El anciano que se hacía llamar Merkurio estaba excitado. Tras haber leído varias veces la copia del «Informe San Marcos» ordenó que llamaran al doctor William Sharp, el especialista británico en enfermedades genéticas y análisis de filiación e identificación de personas.
—Veamos qué opina el inglés. ¡Hágalo venir, coronel!
—Sí, señor, ahora mismo voy a buscarlo —respondió el militar saliendo de aquel despacho cuyos ventanales parecían precipitarse sobre el mar.
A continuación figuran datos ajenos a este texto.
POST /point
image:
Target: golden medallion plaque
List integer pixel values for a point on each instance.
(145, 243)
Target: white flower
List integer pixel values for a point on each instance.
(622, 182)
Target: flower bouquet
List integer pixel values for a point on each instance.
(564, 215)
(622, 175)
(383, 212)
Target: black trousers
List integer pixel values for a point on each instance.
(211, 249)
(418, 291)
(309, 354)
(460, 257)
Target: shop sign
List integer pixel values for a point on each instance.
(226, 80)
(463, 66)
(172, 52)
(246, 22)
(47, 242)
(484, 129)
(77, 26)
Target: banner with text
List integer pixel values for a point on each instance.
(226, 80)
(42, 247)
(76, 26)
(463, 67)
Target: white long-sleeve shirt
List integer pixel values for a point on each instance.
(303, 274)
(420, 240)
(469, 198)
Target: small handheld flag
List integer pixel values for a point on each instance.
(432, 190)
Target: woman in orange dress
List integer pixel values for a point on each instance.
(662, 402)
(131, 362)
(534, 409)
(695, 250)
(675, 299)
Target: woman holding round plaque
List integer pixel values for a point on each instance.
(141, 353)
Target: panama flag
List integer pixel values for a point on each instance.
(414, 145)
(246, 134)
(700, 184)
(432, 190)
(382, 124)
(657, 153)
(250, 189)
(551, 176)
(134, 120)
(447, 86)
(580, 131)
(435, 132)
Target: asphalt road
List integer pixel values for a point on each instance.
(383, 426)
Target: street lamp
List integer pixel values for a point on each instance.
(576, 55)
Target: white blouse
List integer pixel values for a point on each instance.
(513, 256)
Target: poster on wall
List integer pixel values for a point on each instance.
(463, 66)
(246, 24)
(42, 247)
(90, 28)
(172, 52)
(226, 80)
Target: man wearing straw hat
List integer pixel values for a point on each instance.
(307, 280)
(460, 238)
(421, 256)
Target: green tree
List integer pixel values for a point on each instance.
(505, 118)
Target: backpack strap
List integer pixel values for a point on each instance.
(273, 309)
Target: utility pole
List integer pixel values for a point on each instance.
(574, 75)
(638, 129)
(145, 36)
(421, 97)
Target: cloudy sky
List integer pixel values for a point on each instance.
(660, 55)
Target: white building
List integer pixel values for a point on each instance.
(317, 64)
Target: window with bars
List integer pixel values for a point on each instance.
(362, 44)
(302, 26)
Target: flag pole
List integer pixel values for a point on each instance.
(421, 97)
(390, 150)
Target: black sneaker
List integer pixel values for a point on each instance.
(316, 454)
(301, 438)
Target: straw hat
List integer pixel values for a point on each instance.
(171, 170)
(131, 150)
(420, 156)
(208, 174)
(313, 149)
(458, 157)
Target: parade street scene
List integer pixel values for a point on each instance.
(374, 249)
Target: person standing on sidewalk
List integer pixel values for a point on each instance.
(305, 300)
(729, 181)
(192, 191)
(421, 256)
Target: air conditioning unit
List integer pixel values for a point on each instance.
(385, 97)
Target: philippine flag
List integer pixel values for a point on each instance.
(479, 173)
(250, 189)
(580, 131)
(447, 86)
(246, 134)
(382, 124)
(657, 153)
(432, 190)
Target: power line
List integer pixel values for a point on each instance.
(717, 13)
Unos minutos después, cuando entró en el despacho del hombre que tan generosamente estaba dispuesto a pagar su estancia en Dubrovnik, el biólogo inglés seguía intrigado acerca de la naturaleza del trabajo que debía realizar.
—Buenas tardes, señor.
—Pase, Sharp. Pase y siéntese. Quiero conocer su opinión sobre esto —dijo Merkurio tendiéndole por encima de la mesa la carpeta con los papeles del «Informe San Marcos»—. ¿Conoce usted el italiano? —preguntó el anciano.
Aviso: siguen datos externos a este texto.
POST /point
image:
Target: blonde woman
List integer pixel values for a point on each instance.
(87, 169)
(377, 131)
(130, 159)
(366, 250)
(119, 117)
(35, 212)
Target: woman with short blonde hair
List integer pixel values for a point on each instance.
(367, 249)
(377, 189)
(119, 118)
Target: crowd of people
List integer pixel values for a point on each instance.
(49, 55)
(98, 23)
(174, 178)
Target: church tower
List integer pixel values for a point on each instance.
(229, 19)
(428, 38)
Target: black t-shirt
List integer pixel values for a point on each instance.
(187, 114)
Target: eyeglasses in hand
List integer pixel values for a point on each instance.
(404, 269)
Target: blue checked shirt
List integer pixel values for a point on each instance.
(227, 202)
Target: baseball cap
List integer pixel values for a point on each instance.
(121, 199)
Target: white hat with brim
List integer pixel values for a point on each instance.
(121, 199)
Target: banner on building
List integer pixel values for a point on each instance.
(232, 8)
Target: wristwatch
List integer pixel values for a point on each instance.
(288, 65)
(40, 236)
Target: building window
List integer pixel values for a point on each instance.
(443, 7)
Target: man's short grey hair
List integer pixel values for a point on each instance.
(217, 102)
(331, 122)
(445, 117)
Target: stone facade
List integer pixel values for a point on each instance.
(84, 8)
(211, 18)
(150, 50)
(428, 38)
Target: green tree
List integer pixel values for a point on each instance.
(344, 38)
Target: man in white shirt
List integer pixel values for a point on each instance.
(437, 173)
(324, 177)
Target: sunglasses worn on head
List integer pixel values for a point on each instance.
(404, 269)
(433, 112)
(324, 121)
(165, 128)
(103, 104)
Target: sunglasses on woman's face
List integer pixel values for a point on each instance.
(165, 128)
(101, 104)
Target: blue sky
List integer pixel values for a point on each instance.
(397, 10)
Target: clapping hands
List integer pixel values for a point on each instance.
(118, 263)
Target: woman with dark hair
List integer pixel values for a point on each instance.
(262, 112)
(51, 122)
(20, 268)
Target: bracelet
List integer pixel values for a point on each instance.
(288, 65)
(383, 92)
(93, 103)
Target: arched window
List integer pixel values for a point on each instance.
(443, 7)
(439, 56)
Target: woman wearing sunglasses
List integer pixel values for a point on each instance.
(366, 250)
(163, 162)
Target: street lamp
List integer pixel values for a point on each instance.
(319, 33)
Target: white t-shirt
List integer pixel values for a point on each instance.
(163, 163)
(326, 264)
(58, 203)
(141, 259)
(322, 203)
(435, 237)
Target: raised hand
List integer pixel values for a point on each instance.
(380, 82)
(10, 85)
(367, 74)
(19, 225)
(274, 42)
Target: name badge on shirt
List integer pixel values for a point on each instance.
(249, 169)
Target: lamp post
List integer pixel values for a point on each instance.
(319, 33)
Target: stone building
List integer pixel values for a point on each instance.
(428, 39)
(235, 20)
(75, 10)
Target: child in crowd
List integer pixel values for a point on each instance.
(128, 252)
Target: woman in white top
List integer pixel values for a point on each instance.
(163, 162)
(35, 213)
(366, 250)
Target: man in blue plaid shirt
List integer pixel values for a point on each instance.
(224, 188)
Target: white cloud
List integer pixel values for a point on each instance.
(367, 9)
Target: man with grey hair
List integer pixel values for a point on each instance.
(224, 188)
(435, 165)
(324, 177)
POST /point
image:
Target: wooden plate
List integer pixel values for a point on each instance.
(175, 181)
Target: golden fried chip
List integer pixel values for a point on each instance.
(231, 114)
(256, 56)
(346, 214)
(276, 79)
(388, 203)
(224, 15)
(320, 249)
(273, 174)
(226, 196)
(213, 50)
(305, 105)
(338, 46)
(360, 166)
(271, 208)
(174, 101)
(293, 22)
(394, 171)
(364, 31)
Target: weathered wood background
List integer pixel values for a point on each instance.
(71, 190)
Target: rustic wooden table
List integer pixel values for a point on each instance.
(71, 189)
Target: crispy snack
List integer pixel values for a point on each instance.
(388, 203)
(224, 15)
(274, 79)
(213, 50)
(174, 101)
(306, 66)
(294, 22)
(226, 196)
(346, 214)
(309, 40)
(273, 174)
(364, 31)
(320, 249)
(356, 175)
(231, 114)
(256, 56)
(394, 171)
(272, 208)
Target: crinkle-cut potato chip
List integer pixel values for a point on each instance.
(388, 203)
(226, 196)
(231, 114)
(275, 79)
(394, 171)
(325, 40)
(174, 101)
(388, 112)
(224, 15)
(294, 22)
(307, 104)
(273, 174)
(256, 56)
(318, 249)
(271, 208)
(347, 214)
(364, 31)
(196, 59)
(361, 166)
—Un poco. La verdad es que no podría ganarme la vida en uno de esos programas de la RAI en los que los presentadores hablan muy deprisa, pero si me hablan despacio, lo entiendo. Suelo veranear en la costa amalfitana, me gusta el limoncello y me entiendo con la gente —contestó con ironía el recién llegado.
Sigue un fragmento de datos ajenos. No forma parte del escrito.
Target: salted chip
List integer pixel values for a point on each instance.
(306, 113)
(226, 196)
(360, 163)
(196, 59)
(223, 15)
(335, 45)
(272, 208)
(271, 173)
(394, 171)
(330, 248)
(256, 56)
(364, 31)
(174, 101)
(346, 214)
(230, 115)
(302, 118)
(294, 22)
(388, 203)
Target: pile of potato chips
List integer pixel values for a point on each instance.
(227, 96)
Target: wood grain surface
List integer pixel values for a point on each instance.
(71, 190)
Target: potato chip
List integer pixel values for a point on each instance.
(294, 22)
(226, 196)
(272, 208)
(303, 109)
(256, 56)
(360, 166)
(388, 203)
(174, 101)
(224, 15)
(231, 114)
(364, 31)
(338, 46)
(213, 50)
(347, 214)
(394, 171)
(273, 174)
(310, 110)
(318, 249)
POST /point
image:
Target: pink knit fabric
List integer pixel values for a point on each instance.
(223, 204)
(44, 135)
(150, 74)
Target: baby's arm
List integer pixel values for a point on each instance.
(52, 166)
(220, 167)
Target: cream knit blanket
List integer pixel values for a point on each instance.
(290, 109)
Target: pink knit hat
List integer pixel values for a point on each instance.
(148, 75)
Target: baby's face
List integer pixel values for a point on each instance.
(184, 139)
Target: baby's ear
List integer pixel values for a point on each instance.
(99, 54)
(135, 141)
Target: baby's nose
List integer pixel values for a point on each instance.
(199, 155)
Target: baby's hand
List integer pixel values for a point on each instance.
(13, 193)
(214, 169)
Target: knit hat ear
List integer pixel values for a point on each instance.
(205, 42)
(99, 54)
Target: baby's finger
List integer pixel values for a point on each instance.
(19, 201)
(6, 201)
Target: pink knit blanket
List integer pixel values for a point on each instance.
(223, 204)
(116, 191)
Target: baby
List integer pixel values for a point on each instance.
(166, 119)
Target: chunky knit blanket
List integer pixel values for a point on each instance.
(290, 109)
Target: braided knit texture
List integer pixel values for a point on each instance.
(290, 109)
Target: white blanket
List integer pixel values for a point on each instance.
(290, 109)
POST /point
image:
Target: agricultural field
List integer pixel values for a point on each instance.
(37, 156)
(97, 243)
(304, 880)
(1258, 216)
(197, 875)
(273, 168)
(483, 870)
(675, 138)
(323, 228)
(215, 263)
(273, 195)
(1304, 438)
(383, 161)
—Como verá, profesor, éste es un asunto muy serio, así que si hay alguna palabra, algún término, que no entienda, dígamelo y yo mismo le ayudaré a traducirlo, ¿de acuerdo?
—Sí, sí, claro. Permítame… sin gafas no veo nada —contestó el científico al tiempo que extraía unas gafas de concha de uno de los bolsillos interiores de la chaqueta. Después de cinco minutos que al dueño de la casa le parecieron eternos, el inglés habló—: No sé qué significa esto —dijo, mostrando uno de los folios y señalando con el dedo las siglas «LPCR», que correspondían al acrónimo del «Laboratorio de Policía Científica de Roma».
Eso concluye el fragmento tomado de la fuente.